Do you think you have the skillset to be a successful Freight Broker? Getting a job as a Freight Broker starts with creating a resume that highlights your skills. Check out JobHero’s Freight Broker Resume Samples to jumpstart your process.

Once you’ve nailed your resume, the next step is to search online for job opportunities. Remember that your network can be a vital tool in helping your job search. Be sure to utilize LinkedIn to connect with others in the industry.

When crafting your Freight Broker cover letter, be sure to interject your personality while highlighting your communication skills. Make the reader feel like they have to meet you in an interview. If you're stuck, then check out our Freight Broker cover letter sample to get unstuck.

Insights from a Freight Broker

Scroll down to get some insight into the lives of freight brokers and what they do.

What is the common career path for a Freight Broker?

The most common career path to becoming a freight broker is first acquiring a bachelor's in Logistics or Supply Chain Management. Although there may be some jobs open to high school graduates, it is much more common to see job descriptions of this sort with a bachelor's requirement. People in this industry also tend to apply for internship programs which provide the experience sometimes needed to be taken into consideration.

What should someone consider before becoming a Freight Broker?

You're going to need a bachelor's degree. Most of the things you'll learn in a bachelor's degree are rarely going to be needed because most of it is handled by corporate employees. So something to consider before applying for a job is if they offer training. There are certification programs out there that may be too expensive to afford and you might as well be thinking about attending an undergraduate program instead. But if the company offers the training that's where you want to aim for.

What type of person excels in this job?

They are self-motivated. Usually, plan strategically for results and customer satisfaction. They are usually very active in their job and attentive to detail and flexibility.

What are some of the most important skills for Freight Brokers to have?

The most important skills a freight broker can have is the ability to communicate properly and do networking. Excellent negotiation skills and knowledge of foreign languages are also a plus. High organizational mindset and the ability to market your business if you are a small or independent broker will put you on track towards success.

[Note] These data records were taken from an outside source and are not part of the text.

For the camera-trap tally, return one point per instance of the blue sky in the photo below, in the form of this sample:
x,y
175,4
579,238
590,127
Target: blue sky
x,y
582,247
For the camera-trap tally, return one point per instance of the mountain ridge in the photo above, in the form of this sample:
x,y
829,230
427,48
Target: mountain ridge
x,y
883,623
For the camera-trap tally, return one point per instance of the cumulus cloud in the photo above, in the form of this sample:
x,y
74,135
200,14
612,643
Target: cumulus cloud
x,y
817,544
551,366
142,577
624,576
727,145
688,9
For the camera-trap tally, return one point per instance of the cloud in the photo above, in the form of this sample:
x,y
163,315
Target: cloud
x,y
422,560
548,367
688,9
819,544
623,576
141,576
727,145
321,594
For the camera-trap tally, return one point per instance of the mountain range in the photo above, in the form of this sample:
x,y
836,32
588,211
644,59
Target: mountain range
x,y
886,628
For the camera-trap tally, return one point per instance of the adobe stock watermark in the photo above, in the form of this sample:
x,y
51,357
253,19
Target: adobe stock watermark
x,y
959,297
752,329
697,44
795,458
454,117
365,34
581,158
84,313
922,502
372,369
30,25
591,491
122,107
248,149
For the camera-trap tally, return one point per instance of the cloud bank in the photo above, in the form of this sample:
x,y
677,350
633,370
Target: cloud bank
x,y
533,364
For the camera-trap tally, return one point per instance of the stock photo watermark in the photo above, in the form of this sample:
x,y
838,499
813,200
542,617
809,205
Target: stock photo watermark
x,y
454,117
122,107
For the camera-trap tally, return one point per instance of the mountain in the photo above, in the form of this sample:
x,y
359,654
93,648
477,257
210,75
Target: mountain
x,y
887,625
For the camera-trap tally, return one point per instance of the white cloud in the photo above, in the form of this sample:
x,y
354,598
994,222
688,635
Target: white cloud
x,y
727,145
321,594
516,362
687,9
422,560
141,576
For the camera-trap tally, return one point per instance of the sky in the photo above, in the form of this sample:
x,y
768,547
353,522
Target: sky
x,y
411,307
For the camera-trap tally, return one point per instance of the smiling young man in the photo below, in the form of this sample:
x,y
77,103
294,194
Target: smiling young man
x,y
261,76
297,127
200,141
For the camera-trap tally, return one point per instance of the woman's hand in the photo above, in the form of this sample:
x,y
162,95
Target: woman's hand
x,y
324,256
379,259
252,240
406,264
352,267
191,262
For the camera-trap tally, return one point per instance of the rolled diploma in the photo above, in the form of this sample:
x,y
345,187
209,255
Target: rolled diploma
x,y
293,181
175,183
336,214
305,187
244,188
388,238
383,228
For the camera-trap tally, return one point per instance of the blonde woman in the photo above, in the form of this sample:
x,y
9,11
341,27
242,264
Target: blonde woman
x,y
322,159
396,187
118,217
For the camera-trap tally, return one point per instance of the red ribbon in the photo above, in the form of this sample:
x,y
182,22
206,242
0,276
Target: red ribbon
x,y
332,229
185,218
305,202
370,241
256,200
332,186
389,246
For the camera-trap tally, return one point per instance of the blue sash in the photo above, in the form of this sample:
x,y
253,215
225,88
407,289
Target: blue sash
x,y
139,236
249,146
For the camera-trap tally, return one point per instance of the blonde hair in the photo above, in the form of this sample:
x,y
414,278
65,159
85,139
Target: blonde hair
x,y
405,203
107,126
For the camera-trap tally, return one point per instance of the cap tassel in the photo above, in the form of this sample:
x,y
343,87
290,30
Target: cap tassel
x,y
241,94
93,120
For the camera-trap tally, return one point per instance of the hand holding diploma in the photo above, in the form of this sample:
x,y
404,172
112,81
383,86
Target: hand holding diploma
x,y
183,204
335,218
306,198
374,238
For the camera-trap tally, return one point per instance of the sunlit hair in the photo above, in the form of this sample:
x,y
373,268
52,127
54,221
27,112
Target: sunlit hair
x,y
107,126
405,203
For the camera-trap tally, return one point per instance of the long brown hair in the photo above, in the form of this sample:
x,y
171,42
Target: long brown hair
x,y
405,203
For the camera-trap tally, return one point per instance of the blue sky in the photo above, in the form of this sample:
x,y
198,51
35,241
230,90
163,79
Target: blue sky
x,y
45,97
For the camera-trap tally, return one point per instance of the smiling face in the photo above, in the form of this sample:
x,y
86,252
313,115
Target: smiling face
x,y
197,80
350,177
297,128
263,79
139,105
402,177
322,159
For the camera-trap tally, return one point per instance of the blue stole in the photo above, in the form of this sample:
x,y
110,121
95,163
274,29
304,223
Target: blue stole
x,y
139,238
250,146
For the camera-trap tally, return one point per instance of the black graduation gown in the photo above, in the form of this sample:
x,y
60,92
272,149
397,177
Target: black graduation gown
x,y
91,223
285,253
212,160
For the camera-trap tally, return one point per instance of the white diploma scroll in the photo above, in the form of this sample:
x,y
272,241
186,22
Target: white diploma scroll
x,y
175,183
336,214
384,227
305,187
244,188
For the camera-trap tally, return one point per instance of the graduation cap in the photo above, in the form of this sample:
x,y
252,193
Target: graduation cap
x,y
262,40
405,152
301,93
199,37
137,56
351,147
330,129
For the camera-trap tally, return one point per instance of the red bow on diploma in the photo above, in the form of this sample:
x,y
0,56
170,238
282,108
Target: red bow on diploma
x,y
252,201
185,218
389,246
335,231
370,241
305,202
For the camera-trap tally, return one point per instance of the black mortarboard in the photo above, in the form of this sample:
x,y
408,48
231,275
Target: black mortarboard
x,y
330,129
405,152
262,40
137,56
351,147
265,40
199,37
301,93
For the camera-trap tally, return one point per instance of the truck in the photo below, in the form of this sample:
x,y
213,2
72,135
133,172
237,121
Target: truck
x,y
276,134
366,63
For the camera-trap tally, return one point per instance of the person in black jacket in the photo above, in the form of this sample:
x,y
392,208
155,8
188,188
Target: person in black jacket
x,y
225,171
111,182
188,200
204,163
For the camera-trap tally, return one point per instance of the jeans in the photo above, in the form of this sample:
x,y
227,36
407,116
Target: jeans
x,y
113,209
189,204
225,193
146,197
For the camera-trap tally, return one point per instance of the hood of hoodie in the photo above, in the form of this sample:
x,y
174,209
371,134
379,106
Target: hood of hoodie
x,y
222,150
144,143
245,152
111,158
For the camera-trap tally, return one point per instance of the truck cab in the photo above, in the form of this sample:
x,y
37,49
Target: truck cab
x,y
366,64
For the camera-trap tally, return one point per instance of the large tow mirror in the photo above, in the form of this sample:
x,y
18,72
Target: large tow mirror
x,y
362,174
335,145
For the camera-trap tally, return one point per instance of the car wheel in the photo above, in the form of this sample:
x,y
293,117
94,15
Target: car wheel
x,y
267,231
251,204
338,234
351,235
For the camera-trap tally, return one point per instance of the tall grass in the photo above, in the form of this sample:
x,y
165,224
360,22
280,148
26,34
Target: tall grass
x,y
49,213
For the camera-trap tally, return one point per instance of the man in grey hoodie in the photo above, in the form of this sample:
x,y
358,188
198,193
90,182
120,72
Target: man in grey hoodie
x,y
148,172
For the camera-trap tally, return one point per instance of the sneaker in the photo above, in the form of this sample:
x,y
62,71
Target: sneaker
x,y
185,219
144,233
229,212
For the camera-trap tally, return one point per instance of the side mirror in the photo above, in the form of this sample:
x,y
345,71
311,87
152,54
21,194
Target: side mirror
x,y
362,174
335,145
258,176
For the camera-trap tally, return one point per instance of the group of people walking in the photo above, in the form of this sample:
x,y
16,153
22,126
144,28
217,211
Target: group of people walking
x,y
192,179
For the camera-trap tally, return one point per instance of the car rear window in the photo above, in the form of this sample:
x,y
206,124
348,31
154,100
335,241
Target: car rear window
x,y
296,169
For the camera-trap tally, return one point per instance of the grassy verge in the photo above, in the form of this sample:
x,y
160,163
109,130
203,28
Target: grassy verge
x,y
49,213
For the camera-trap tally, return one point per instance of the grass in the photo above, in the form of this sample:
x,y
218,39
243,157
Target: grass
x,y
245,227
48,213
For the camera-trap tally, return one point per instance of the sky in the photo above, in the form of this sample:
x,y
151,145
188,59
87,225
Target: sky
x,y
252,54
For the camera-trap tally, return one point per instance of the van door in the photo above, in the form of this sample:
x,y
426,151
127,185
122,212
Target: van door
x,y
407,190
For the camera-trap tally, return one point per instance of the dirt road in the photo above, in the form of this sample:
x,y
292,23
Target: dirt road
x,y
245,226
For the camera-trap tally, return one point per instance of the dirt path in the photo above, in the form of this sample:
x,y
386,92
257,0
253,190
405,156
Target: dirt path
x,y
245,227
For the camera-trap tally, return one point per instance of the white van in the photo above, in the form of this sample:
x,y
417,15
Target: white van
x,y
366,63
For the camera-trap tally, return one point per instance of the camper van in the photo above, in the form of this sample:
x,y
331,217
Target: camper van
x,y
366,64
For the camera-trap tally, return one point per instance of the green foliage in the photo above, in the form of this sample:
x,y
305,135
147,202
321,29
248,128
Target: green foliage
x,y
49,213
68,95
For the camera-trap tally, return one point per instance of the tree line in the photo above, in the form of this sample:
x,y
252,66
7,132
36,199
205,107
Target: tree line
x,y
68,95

What do you find to be the most rewarding aspect of being a Freight Broker?

There are many things that freight brokers enjoy about their jobs. One of them is being independent and having control over their schedules. There is unlimited earning potential depending on how many hours you work and clients usually grow dependent on you.

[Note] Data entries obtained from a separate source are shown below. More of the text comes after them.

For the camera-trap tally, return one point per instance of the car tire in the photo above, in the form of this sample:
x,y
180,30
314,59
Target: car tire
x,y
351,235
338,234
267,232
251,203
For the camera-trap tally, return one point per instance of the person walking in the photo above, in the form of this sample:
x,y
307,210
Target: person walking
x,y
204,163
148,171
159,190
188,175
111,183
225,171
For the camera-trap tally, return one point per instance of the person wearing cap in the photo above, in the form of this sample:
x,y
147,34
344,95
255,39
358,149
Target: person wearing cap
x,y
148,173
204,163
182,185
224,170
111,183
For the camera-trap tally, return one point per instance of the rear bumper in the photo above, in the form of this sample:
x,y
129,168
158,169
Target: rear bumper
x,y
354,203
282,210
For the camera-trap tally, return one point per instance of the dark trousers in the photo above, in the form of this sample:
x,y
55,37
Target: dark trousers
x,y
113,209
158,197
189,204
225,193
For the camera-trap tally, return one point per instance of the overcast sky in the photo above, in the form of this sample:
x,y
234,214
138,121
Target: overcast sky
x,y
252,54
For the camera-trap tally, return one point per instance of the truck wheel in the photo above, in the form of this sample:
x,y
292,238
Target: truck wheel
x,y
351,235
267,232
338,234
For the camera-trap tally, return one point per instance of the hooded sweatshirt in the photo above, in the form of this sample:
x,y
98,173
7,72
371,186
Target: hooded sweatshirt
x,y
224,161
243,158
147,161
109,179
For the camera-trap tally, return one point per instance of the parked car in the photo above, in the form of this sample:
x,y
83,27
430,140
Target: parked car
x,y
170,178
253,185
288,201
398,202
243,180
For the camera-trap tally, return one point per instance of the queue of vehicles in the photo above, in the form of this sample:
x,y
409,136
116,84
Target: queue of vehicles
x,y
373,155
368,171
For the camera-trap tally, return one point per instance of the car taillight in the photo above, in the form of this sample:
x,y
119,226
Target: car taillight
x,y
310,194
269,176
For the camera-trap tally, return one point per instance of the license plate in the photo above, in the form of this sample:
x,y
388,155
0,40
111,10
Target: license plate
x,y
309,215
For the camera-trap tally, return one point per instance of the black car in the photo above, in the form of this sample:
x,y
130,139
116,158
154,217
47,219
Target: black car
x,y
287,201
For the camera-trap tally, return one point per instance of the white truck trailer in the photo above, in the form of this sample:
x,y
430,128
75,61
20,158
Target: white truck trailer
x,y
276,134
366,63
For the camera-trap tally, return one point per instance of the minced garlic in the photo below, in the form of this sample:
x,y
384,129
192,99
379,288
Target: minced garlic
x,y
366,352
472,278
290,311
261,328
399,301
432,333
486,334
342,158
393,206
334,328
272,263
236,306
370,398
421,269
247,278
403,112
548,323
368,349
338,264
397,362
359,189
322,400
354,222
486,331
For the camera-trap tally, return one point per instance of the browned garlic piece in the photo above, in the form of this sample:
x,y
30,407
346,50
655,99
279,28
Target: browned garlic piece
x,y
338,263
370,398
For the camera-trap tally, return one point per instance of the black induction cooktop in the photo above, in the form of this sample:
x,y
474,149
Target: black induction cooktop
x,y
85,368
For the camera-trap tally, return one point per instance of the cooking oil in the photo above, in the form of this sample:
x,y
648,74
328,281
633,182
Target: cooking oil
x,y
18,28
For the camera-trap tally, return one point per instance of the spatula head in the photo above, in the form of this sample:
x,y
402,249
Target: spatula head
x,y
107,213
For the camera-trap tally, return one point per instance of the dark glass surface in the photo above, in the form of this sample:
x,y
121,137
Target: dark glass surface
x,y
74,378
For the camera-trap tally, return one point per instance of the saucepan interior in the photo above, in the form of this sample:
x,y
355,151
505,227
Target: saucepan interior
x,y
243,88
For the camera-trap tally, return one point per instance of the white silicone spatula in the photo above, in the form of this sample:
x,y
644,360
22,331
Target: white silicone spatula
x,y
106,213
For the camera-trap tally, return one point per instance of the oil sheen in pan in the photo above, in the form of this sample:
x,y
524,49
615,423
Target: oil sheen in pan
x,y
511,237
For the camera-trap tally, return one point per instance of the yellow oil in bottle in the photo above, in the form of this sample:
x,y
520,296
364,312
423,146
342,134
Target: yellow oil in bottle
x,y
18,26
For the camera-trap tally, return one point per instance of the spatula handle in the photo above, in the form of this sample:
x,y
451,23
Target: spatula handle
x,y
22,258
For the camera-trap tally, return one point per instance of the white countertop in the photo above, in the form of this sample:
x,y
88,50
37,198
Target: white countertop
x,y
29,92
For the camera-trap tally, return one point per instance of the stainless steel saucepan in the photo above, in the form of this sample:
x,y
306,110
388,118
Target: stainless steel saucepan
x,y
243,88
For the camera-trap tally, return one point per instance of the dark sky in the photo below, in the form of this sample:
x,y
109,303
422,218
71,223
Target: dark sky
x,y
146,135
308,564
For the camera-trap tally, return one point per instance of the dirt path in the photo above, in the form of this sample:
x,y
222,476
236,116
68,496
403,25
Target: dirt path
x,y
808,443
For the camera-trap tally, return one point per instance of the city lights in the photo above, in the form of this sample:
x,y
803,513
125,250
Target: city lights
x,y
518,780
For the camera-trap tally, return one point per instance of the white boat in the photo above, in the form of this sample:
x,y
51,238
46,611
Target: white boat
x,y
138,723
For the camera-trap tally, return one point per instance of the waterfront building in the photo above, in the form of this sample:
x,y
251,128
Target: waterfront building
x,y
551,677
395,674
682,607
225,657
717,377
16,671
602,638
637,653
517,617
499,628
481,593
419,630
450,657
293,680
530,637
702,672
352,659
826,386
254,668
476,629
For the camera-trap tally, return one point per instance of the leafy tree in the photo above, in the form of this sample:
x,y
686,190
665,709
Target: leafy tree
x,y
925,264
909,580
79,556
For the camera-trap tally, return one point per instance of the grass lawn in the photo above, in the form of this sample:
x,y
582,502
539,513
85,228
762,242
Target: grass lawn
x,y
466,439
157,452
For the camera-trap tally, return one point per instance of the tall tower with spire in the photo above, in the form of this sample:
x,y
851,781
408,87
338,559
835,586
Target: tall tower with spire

How Much Does a Freight Broker Get Paid?

Freight Brokers are generally paid on an hourly basis, with the median wage in the U.S. being $20.13. Freight Brokers in the bottom 10th percentile make $11.76, while those in the top 90th percentile make $32.08.

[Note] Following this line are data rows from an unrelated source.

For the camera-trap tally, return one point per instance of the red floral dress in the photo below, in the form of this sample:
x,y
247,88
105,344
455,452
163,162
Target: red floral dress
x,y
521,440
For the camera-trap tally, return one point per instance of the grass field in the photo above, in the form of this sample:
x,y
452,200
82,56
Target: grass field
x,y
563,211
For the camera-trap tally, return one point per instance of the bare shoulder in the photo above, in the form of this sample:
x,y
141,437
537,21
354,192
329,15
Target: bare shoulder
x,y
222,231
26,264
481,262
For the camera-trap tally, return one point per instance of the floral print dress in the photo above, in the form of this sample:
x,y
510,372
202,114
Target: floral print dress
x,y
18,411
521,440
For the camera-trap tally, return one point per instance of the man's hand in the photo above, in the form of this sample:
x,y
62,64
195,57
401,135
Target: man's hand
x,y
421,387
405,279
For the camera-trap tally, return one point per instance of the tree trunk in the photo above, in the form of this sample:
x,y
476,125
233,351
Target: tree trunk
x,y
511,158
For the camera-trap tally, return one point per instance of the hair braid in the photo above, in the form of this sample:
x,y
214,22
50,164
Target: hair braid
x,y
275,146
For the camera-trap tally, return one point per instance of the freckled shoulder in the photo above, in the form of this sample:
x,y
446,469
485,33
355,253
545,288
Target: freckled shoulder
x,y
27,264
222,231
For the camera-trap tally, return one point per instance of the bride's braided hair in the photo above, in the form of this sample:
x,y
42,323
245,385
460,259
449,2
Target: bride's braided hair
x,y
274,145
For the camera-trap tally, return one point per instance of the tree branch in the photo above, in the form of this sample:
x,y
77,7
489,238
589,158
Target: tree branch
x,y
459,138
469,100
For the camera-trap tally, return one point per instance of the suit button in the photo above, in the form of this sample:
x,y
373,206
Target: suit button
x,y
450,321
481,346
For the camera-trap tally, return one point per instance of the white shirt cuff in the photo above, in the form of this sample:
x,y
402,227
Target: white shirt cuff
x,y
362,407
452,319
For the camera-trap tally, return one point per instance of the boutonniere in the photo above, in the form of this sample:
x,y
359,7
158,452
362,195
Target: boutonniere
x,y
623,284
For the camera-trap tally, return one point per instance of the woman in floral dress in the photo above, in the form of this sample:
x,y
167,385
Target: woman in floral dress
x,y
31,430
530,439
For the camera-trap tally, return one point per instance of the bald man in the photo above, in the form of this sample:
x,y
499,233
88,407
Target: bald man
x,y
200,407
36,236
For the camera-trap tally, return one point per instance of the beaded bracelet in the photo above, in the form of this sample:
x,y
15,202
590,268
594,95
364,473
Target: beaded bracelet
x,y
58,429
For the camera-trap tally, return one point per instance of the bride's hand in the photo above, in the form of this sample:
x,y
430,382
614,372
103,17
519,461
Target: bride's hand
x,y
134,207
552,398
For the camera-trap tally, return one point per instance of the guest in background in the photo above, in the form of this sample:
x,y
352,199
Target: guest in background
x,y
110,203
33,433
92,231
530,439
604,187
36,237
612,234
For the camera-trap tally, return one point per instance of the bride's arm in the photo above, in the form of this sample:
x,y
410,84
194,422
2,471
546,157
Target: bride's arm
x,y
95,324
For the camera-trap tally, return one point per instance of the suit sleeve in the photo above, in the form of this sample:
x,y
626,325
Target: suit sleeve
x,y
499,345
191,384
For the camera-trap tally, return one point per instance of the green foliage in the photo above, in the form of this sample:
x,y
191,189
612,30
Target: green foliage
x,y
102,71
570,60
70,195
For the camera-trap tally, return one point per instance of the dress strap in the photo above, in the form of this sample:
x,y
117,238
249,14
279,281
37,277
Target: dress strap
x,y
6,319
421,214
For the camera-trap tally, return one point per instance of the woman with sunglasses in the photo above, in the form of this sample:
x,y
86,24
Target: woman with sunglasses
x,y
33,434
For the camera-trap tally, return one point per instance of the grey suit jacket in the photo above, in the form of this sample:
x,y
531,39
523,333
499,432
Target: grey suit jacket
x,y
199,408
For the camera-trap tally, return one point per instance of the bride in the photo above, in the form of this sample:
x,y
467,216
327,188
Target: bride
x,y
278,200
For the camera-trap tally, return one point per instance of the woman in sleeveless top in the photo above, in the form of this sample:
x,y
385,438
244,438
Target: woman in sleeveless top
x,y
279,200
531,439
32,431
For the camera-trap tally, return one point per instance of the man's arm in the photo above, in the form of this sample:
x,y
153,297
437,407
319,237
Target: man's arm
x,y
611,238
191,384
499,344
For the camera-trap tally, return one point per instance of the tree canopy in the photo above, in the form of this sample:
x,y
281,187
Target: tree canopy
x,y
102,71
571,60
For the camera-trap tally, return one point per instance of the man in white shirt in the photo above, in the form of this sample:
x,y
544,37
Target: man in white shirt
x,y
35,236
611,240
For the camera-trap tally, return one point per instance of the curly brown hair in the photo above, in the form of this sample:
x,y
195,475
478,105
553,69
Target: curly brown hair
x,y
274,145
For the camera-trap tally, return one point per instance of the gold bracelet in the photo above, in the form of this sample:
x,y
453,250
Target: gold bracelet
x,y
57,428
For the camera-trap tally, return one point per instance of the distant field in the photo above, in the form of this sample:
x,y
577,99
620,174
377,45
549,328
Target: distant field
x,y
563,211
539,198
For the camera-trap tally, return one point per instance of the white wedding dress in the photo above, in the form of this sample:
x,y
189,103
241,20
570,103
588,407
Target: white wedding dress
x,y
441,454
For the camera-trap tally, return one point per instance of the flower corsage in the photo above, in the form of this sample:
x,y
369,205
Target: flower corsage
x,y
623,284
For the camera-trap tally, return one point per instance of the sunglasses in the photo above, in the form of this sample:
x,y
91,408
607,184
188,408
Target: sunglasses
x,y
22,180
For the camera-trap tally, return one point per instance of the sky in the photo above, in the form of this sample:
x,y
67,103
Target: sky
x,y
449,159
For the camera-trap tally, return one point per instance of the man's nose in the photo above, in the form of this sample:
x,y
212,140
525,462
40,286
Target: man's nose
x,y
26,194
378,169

The Top 10 States for Freight Broker Salary

    West Virginia

    $25.76

    Maine

    $25.18

    Connecticut

    $23.80

    Rhode Island

    $23.19

    Alabama

    $23.10

    Oklahoma

    $22.82

    New Hampshire

    $22.34

    Pennsylvania

    $21.79

    Texas

    $21.57

    Washington

    $21.56

    Freight Broker Resources

    Are you looking to dive deeper into the world of a Freight Broker? Check out this list of resources to advance your exploration.

    Web Resources

    Careeronestop.org
    This informational hub, which is sponsored by the United States Department of Labor, has everything you need to know about becoming a Freight Broker.

    Coursera.org
    Coursera is an online learning hub that offers digital courses from real Universities. This is a great place to learn skills and knowledge possessed by Freight Brokers, such as Logistics and Project Management.

    Professional Groups

    Transportation Intermediaries Association
    This is the leading professional association for Freight Brokers in America. They have an education hub filled with specialized courses, and they also provide the Certified Transportation Broker designation.

    The information in this article comes from the Bureau of Labor Statistics, job postings and other online sources.